Future Ed recently published a piece in which Michael Cohen and Laura Slover review the history of standards-based school reform and propose next steps for the future.
The long campaign to raise standards in the nation’s public schools, for decades the cornerstone of efforts to improve the educational opportunities and outcomes of traditionally underserved students, is out of fashion in school reform circles. Without standards sufficient to ready students for college and careers, many students, the history of public education makes clear, simply won’t get the demanding education they need to navigate an increasingly complex world successfully. Rather than abandoning standards, we and other leaders of the standards movement need to acknowledge and address a critical shortcoming of the movement—that we failed to prioritize the hard work of translating standards into rigorous curriculum materials, instructional strategies and teacher training.
To that end, we propose a fundamental shift in state accountability systems, in which states primarily hold districts accountable for the coherence of their instructional program and its continuous improvement, while continuing to publicly report disaggregated achievement and attainment results and attach modest consequences to them, consistent with the federal Every Student Succeeds Act. These are some of the key moves that states and districts should consider:
- States should adopt policies requiring every district to demonstrate that its curriculum, instructional materials, professional learning, and local assessments are aligned with each other and with state standards.
- School districts should be responsible for conducting or commissioning a “coherence” analysis, with guidance provided by the state.
- States and districts should work collaboratively, with outside expertise, to develop the instruments and metrics that can determine the coherence of local instructional programs.
- States should build local capacity through “coherence institutes” that bring together district instructional teams to develop and implement comprehensive, coherent instructional-improvement plans.

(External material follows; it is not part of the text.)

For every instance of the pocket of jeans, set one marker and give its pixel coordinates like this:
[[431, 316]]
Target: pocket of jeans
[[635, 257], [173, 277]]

- States should begin a conversation about the accountability consequences for districts that ultimately lack a coherent approach.
After working at school reform for years, we are more convinced than ever that rigorous state standards are needed to achieve the nation’s ambitious aims for public education. But the arc of the standards movement has demonstrated that standards alone aren’t sufficient to overcome many local educators’ lack of capacity and commitment to teach much larger percentages of students to high standards. Instead, standards should be the foundation of instructional systems that combine a shared vision of sound instruction with high quality, tightly intertwined curricula, professional learning, assessments, and accountability systems.